From the Editor
While the debate over Napster and its use of peer-to-peer networking protocols to share music files across the Internet raged last year, long-time proponents of the nearly forgotten communication method had a message: this will be far bigger than merely sending the latest Rage Against the Machine ditty from one PC to another.
If a recent development in the collaborative computing world is any indication, those proponents’ predictions will be coming to fruition perhaps sooner than even they expected.
Last month, Microsoft invested US$51 million in Groove Networks, a firm that offers inter-enterprise collaboration products by way of a peer-to-peer infrastructure.
Groove’s software and services allow users to share data that is automatically encrypted in shared environments that users can access after submitting a “passphrase” for entry. Users can work together in these shared spaces either in real-time, online environments or offline at whatever time they choose. Any data that comes out of such sessions is saved and synchronized on users’ systems.
With products such as Groove’s, what we’re seeing is the next step in the renaissance of peer-to-peer, a methodology which had, for the better part of the 1990s, been overshadowed by other newfangled and revolutionary networking protocols, most notably IP. The simplicity of peer-to-peer communication, however, was just too good to be true for IS managers longing for a return to simpler, less-complex computing environments in which to work. When the Napster phenomenon began sweeping the world using P2P in 2000, peer-to-peer was given the proverbial killer app that it needed to bring those advantages into the limelight.
Although ethical and financial controversies soon grew up around the practice of swapping songs across the Internet, P2P had been given a major jolt of energy, and companies, both upstarts and old hands, began to see the opportunities it carried with it.

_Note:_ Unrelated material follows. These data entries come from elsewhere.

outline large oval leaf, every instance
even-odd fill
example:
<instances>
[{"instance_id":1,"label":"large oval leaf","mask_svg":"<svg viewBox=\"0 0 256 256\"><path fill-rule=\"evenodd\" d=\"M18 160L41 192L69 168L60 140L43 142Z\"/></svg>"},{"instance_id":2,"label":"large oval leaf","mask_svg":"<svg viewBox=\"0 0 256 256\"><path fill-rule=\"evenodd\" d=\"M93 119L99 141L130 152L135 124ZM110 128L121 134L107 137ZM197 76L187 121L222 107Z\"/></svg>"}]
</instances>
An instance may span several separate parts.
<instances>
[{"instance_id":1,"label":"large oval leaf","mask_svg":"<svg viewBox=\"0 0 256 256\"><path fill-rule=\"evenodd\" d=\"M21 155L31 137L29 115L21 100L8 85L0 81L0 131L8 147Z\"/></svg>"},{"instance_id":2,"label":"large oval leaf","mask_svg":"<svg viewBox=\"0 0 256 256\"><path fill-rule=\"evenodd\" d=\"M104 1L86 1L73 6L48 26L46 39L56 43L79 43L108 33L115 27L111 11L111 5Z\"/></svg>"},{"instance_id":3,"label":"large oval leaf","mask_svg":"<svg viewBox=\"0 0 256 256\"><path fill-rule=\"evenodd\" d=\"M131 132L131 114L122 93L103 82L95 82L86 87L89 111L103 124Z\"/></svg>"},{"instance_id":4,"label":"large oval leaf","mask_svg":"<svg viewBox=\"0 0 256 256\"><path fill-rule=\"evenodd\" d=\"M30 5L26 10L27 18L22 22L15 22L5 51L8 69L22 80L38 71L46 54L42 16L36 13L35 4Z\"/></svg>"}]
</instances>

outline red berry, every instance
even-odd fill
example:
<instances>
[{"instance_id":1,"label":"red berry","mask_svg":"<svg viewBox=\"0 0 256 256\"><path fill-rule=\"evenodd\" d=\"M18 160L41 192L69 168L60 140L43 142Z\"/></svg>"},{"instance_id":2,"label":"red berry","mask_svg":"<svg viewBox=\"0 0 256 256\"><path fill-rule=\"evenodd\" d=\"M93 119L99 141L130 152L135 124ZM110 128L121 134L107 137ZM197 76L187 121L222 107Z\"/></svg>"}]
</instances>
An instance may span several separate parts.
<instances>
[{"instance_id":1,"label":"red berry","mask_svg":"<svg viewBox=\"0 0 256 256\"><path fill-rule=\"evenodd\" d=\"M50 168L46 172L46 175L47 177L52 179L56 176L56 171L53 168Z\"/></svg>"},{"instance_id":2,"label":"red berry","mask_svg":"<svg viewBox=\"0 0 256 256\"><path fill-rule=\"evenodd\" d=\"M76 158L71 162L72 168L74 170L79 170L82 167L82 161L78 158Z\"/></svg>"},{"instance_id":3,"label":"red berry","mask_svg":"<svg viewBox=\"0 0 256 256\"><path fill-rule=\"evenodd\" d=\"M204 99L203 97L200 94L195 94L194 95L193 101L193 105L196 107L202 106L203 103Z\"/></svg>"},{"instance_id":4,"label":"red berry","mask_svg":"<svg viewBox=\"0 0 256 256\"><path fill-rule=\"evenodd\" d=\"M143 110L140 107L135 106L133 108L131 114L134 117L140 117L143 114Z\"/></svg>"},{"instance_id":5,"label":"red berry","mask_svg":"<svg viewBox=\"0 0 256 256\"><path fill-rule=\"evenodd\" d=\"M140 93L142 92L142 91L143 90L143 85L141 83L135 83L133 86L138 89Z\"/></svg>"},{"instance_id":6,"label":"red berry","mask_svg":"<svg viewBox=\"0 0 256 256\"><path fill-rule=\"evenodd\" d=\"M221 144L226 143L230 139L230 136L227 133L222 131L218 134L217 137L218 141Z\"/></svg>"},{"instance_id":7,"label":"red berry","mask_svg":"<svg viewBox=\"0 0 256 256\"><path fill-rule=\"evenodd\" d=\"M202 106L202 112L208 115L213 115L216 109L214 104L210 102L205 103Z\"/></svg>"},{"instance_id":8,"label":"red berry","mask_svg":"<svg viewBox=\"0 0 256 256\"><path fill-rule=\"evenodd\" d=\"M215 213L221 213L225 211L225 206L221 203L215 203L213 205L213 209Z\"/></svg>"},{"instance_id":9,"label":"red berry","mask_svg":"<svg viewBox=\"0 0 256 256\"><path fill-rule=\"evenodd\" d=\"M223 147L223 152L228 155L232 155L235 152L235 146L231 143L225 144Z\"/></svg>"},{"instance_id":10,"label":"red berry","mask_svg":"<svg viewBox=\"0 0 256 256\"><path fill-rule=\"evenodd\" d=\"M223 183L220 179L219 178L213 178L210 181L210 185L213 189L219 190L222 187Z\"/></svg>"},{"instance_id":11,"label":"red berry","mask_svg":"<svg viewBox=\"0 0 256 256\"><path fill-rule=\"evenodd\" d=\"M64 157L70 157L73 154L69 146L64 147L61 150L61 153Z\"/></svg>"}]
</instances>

With the Microsoft-Groove announcement of last week, peer-to-peer has received another positive endorsement on its path back to being a core piece of the enterprise networking puzzle. It could very well be the case that Groove’s collaborative technologies somehow end up being a part of Microsoft’s collaborative offerings. If, like so many other Microsoft platforms (i.e. NetMeeting), it eventually gets bundled with the various Windows operating systems, look for peer-to-peer to be adopted by thousands of users – even if they weren’t actively looking for it.
If this is how things turn out in the collaborative computing world, the die-hard fans of peer-to-peer networking will have all the more reason to say, “I told you so.”